Linda, who lives by herself, suffered a fractured pelvis in a car accident. While this injury does not mentally incapacitate her in a way that would trigger a springing power of attorney, it does make it nearly impossible for Linda to take care of her own affairs while she is healing. Linda signs a power of attorney naming her daughter, April, as her attorney-in-fact, giving her broad powers to handle any of Linda’s affairs. When Linda again becomes able to take care of things, she need only send a written letter revoking April’s authority as attorney-in-fact to terminate the power of attorney.

What is a Healthcare Attorney-in-Fact

While a general power of attorney gives a named attorney-in-fact authority to transact business on the principal’s behalf, a healthcare power of attorney gives an attorney-in-fact authority to make medical decisions. It is possible to include such a section in a general power of attorney, but it is highly recommended that a healthcare power of attorney be created as a separate document altogether.

In a healthcare power of attorney, the principal can specify certain desires as to his healthcare, and name his healthcare attorney-in-fact specifically. Usually, at least one alternative healthcare attorney-in-fact is named, to make decisions in the event the primary attorney-in-fact becomes unavailable, or is unable to fill the position for any reason.

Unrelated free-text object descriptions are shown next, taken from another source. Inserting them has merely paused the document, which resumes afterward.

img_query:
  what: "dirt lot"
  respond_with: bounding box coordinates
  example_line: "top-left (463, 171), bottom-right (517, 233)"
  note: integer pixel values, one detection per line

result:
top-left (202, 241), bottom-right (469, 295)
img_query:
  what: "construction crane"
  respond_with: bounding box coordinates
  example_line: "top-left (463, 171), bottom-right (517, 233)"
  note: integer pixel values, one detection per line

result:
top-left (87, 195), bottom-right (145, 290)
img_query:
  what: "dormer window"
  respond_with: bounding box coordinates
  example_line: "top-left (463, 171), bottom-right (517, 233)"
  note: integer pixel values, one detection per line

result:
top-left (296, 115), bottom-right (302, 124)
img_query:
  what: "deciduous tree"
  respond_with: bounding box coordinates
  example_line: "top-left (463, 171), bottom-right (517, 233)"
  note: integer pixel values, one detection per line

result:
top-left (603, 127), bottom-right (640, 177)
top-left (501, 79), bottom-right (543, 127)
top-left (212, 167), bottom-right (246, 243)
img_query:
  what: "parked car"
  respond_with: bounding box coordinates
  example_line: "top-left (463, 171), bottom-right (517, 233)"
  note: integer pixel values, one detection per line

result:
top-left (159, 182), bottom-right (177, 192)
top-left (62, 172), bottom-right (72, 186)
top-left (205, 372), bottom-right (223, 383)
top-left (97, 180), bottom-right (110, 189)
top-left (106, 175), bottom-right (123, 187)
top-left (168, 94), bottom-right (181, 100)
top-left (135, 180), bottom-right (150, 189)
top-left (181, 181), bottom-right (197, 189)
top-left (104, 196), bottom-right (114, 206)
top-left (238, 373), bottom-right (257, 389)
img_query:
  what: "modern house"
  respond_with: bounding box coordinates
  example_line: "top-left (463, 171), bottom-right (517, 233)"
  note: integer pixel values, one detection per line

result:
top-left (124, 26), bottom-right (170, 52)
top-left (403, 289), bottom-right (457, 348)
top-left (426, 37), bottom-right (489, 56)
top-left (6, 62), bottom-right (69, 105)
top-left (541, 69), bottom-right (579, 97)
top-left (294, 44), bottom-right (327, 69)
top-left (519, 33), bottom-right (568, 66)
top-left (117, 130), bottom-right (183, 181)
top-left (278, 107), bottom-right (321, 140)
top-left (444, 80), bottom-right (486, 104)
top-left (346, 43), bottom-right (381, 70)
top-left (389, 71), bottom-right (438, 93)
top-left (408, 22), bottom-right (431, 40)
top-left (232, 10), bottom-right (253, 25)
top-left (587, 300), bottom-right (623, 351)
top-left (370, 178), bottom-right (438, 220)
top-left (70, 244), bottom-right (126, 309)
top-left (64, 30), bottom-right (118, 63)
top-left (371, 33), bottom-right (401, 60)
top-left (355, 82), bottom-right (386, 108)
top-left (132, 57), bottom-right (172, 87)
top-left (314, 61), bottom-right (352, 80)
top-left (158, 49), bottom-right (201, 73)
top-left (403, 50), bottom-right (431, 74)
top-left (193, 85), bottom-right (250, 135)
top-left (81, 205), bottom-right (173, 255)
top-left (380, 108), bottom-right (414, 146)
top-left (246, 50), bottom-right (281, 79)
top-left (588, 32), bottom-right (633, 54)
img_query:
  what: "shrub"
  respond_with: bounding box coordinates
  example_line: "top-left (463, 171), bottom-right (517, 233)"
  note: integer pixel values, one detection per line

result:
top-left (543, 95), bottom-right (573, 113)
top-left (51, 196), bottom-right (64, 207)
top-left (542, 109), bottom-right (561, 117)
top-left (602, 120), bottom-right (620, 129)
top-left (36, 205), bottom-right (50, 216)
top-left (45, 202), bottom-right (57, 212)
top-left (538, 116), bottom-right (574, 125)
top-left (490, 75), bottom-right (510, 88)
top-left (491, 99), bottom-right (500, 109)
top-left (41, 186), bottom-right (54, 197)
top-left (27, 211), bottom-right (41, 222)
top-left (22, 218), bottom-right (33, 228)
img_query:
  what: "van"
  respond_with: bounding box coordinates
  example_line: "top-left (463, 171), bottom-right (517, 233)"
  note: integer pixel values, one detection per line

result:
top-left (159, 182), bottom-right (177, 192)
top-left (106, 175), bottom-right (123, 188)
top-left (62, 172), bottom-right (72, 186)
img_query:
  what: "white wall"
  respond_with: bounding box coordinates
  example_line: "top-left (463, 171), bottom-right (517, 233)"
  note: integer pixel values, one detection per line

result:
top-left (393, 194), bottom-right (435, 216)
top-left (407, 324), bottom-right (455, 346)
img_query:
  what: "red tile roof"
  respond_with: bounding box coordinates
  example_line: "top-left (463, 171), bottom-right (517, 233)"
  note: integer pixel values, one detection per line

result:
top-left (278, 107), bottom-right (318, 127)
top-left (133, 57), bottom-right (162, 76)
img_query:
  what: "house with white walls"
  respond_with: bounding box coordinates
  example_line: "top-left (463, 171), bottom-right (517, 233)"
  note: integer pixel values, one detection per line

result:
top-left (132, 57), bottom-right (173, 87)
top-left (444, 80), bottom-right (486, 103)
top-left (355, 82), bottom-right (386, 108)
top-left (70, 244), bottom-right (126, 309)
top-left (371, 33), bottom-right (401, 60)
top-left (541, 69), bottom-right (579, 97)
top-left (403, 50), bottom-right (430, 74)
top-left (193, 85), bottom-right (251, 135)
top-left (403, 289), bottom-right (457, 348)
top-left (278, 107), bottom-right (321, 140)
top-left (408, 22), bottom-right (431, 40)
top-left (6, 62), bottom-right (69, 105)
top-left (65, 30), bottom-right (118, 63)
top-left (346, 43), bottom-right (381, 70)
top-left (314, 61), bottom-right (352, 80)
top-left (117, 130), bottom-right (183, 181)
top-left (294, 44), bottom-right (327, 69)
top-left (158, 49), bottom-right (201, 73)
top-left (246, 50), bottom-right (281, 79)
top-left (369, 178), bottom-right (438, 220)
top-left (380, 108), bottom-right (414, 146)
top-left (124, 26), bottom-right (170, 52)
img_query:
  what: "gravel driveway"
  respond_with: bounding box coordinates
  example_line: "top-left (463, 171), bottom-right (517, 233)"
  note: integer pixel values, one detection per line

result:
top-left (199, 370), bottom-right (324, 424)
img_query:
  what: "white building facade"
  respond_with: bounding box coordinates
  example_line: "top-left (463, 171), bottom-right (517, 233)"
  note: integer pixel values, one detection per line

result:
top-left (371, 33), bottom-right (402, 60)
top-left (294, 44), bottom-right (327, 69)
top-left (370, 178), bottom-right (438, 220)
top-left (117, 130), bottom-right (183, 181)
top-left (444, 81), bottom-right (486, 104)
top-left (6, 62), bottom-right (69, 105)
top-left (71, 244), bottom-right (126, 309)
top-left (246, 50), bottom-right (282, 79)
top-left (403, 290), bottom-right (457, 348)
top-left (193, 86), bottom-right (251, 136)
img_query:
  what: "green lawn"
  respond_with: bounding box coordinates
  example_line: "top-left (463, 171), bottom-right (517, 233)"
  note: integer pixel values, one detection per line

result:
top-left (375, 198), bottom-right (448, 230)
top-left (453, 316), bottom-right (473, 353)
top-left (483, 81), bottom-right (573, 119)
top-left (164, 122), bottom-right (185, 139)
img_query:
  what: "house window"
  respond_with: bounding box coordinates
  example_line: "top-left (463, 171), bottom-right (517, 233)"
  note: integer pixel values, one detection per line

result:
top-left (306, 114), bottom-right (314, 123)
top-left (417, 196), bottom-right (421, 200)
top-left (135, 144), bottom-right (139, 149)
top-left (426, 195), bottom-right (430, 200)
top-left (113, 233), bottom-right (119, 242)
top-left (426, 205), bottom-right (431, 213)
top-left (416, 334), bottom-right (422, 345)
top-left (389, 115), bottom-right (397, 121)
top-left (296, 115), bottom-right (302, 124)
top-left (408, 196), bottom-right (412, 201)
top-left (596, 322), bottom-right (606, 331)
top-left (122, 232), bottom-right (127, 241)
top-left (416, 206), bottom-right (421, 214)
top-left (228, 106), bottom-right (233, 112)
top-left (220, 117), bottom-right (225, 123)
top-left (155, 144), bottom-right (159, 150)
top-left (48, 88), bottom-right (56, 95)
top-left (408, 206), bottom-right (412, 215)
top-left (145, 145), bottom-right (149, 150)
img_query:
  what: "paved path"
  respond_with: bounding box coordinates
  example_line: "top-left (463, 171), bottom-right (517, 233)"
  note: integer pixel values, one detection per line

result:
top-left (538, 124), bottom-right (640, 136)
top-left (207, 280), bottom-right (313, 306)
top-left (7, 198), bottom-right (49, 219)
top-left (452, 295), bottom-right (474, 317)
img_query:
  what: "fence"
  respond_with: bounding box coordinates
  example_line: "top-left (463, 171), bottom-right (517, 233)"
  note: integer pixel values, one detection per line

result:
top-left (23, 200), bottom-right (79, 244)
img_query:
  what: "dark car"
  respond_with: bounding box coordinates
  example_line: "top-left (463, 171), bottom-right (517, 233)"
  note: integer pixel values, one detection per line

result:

A healthcare power of attorney can only be created and signed while the principal is mentally competent, and only goes into effect when or if he becomes incompetent. Because of this, a healthcare power of attorney is a springing power of attorney.

Real Life Attorney-in-Fact Abuse of Powers

In 1997, Viola and Clyde Copas signed a power of attorney appointing their son, “RC,” as attorney-in-fact, and giving him unrestricted authority to act on their behalf. Clyde passed away in 1998, Viola passed away in 2005. Immediately following his mother’s death, RC was appointed the Personal Representative of the estate. RC’s two siblings found that, as attorney-in-fact and executor of the estate, he had mishandled their parents’ affairs, siphoning money off for himself.

The siblings filed a lawsuit asking to have RC removed as executor of the estate, as well as an award of monetary damages. The court ruled in the siblings’ favor, stating, “The court finds he’s a thief,” and that RC’s “use of his power of attorney was abusive and that he used it to profit himself.” During the proceedings, RC had admitted taking over $700,000, though the total missing from the siblings’ share of the estate was nearly $900,000.

In the end, the court awarded RC’s siblings a total of over $2 million in damages, plus over $102,000 in attorney’s fees. Abuse of his authority as an attorney-in-fact ended up costing RC well over $2 million, and may have subjected him to criminal charges, depending on the specifics of the case, and whether the siblings chose to pursue prosecution.

Related Legal Terms and Issues

  • Authority – The right or power to make decisions, to give orders, or to control something or someone.
  • Civil Lawsuit – A lawsuit brought about in court when one person claims to have suffered a loss due to the actions of another person.
  • Fiduciary – A person to whom power, property, or assets have been entrusted for the benefit of another.
  • Incapacitated – To be unable to act or respond.
  • Jurisdiction – The legal authority to hear legal cases and make judgments; the geographical region of authority to enforce justice.
  • Liable – Responsible by law; to be held legally answerable for an act or omission.
  • Principal – An individual that appoints another person to act as an agent on his behalf.